The changing of one’s sexual identity from male to female and being fired because of that is discrimination because of sex, according to the current ruling from the Sixth Circuit Court of Appeals. Kansas is asking the U.S. Supreme Court to review the case on the grounds that Congress did not intend for sex to mean anything related to gender transition, as that was not a common topic in 1964 and Congress has not acted to clarify the statute since then.

“Most conservative judges, like a Justice Scalia, would reject that argument,” Mulligan said. “They would reject the argument that you would look at what a legislator subjectively thought about in 1964, but rather would be what a Justice 
Scalia would say, a textualist and what is the plain meaning of this text?”

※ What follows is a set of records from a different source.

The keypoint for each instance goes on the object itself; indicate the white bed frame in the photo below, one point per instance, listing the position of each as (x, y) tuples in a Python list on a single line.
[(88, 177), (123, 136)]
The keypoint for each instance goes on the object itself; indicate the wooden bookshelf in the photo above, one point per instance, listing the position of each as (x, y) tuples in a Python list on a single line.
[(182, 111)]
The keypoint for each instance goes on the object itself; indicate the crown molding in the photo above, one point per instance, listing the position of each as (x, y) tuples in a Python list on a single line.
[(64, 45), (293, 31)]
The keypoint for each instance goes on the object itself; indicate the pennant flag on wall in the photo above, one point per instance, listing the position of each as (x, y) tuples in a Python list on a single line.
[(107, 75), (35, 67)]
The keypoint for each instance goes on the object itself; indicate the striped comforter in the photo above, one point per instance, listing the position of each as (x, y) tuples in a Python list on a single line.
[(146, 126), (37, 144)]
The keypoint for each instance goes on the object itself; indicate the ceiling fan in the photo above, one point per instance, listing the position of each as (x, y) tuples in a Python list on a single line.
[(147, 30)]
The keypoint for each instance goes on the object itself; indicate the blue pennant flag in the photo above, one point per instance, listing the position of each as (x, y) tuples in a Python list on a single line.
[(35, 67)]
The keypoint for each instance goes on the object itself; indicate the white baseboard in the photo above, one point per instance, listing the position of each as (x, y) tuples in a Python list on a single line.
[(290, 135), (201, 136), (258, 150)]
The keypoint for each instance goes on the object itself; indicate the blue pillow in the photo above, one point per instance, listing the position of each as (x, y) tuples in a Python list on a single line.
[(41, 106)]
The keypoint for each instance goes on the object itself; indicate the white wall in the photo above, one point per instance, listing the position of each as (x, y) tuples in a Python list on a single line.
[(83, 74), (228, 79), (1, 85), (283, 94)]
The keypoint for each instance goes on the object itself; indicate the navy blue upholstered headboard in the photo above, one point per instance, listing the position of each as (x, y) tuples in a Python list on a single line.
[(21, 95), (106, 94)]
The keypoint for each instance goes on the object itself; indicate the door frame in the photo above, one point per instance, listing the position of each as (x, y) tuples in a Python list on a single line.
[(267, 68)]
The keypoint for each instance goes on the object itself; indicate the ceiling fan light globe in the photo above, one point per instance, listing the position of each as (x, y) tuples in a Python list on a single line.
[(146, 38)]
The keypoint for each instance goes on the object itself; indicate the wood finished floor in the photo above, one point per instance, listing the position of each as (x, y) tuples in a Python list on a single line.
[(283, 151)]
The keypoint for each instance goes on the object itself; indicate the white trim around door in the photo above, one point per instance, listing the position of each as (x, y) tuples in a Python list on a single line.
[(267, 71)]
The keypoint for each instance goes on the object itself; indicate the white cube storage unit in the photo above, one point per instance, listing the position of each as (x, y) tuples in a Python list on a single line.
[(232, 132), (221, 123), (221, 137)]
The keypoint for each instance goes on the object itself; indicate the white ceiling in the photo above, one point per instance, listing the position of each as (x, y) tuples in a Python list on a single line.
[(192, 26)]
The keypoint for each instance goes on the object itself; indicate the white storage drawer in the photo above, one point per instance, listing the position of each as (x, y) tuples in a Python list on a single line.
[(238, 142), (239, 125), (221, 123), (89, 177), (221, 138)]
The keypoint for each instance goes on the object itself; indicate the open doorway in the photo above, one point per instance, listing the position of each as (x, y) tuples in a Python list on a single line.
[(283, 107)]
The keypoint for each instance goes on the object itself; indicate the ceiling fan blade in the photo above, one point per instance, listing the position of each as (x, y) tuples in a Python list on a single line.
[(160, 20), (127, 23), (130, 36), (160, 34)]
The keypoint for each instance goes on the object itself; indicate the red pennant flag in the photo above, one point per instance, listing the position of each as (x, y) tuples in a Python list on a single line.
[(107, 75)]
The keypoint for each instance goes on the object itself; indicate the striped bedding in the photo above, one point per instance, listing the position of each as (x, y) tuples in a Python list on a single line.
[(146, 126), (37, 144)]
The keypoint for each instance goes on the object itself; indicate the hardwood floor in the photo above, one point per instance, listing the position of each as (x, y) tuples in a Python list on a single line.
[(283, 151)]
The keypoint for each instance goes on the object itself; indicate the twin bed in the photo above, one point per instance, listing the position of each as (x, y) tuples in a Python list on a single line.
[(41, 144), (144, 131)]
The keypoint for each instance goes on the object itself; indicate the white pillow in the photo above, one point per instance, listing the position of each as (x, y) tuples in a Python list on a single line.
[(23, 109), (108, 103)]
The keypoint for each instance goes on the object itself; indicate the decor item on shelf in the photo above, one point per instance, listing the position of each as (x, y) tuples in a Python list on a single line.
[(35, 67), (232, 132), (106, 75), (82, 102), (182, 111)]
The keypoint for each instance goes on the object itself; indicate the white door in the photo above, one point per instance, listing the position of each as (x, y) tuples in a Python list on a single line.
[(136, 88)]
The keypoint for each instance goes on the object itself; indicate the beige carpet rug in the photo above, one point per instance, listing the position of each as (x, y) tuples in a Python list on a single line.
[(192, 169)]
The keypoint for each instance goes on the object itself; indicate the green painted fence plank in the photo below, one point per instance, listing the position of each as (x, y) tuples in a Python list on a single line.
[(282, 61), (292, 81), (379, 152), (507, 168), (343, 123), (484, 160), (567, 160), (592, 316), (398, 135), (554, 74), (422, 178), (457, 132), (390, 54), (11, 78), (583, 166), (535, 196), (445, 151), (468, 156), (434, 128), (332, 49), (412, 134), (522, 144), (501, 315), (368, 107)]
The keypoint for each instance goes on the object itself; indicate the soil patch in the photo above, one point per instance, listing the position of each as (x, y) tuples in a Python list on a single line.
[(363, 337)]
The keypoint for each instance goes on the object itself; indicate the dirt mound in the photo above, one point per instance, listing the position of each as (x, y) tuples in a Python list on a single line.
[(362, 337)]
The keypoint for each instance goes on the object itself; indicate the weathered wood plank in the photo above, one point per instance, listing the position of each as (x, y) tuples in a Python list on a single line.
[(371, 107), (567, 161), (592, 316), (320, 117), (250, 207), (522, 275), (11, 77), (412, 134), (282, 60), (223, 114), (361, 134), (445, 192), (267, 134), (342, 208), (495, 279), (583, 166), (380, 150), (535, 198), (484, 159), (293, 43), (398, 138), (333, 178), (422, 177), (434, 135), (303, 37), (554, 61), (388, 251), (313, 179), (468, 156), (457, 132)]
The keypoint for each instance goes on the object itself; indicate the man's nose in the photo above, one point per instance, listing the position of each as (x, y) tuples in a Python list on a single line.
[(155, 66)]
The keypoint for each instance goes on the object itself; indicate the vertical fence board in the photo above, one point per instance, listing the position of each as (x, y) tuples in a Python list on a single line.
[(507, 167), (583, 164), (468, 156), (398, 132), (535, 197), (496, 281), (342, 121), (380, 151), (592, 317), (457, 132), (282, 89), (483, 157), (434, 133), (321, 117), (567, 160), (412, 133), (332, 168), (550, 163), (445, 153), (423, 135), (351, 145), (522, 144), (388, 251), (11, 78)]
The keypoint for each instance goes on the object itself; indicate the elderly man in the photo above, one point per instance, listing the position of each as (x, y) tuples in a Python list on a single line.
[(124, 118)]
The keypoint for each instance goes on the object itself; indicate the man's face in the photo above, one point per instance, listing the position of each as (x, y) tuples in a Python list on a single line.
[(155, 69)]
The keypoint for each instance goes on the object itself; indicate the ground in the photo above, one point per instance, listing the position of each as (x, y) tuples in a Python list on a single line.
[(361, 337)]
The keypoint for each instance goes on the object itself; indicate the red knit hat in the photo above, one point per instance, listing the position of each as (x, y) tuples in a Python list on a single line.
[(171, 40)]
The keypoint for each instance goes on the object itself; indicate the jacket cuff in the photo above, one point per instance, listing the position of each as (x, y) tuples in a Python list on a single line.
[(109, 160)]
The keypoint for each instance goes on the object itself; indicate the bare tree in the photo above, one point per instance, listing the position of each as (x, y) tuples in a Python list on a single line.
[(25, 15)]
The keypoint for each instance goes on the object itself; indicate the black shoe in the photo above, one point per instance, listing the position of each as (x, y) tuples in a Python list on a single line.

Now, is it possible that the meaning of words as commonly understood can change quickly enough that statutes become unclear if they have not been rewritten?

“If the Supreme Court takes up this case, I suspect a large portion of the discussion among the justices will be about this sort of philosophies of how one interprets statutes,” said Mulligan. “That will drive a lot of what the answer to that is.”

With that said, the Supreme Court has held previously in other areas that some underpinnings are there no matter how society has changed. For example, the right to bear arms is still constitutional even though modern automatic weapons were not invented yet when the amendment was written, because the words mean what is written, whether what is written still means the same thing or not.

This case, if it is heard by the high court, could reach into many areas and make the Constitution more or less malleable, depending on where a decision may land.